Free State Project Forum

New Hampshire -- The "Live Free or Die" State => NH Information and News => Topic started by: freedomroad on March 10, 2015, 10:05:48 am

Title: Drew Cline: If Free Staters can help it, everything in NH will be awesome
Post by: freedomroad on March 10, 2015, 10:05:48 am
March 04. 2015 9:56PM
Drew Cline: If Free Staters can help it, everything in NH will be awesome

The state’s nano brewery trend was fueled in large part by Free Staters. Small breweries in Merrimack (Able Ebenezer), Manchester (Candia Road) and Concord (Area 23) were founded by Free Staters. A few years ago, the state had no law allowing very small breweries to operate. Kevin Bloom of Area 23 helped draft a nano brewery bill, which was introduced by then-Rep. Mark Warden, R-Manchester, also a Free Stater. The bill passed and took effect in 2011, leading to a blossoming of small breweries that has garnered regional and even national attention.

In state poltiics, Free Staters have made themselves a small but powerful force. It is unlikely that Bill O’Brien would have become House Speaker or Jack Kimball Republican Party chairman without the effort of many active Free Staters and their libertarian-leaning allies. Free Staters have won seats in the Legislature and on local boards and commissions. But one of their biggest impacts has come through the courts.

In 2010, Free Stater Carla Gericke was arrested by Weare police for video-taping officers who had stopped a friend’s car (she was in a following car) late at night.
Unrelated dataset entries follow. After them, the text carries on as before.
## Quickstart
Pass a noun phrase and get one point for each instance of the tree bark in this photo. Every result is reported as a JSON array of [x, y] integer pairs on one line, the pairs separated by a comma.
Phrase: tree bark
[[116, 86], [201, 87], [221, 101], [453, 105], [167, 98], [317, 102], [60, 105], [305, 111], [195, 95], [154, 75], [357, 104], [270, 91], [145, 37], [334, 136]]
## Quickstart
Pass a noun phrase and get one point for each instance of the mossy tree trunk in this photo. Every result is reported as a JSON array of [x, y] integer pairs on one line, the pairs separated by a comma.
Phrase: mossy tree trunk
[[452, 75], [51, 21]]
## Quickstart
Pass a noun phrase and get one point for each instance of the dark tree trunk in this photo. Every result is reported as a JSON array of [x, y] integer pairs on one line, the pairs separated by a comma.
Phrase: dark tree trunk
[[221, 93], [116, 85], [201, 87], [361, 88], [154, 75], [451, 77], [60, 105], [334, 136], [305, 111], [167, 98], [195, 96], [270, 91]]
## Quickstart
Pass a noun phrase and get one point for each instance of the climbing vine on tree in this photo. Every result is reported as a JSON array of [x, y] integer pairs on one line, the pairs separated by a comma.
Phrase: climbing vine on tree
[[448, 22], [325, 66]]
An attorney originally from South Africa, Gericke knew she had the right to record the stop. “As an attorney, I thought none of this is right, you can’t do this,” she said in an interview.

Gericke was the wrong person to arrest on a trumped up charge.
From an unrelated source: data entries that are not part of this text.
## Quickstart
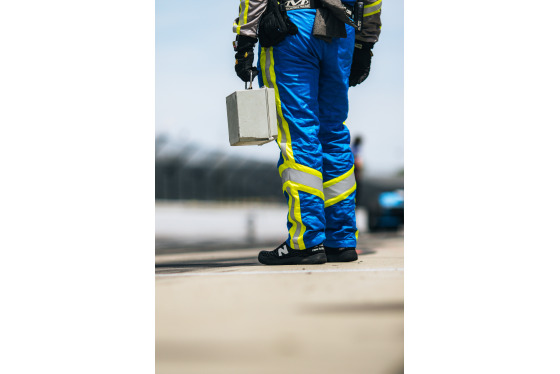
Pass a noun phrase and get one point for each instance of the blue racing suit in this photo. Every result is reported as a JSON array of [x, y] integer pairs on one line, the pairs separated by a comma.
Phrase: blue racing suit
[[310, 81]]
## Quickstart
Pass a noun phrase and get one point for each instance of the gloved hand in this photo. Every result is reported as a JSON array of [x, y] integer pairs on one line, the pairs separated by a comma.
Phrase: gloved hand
[[244, 57], [361, 62]]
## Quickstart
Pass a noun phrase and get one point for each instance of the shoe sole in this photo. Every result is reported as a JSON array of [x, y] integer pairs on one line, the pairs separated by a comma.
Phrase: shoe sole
[[345, 256], [316, 259]]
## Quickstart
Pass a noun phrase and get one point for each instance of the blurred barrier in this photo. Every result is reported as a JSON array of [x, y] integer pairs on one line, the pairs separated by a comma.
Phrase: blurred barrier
[[186, 171], [189, 172]]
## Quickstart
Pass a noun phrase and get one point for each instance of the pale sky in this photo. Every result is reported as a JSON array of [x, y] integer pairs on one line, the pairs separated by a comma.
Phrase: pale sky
[[194, 74]]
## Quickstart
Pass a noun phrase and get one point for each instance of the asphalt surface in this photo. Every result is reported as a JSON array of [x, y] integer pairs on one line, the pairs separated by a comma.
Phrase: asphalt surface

“Having grown up in South Africa during the Apartheid era sort of informs my view of what government should be like and how people should be treated,” she said. “Coming from a police state environment, I’m probably hypersensitive to it.”

She filed a 32-count lawsuit against the town, which fairly quickly dropped the charges against her. She proceeded with the suit anyway, hoping to stop what had been a pattern of police officers arresting people for recording them, only to drop the charges later. In a landmark case in federal court last year, she won. The court firmly upheld the right of citizens to make video recordings of on-duty police officers.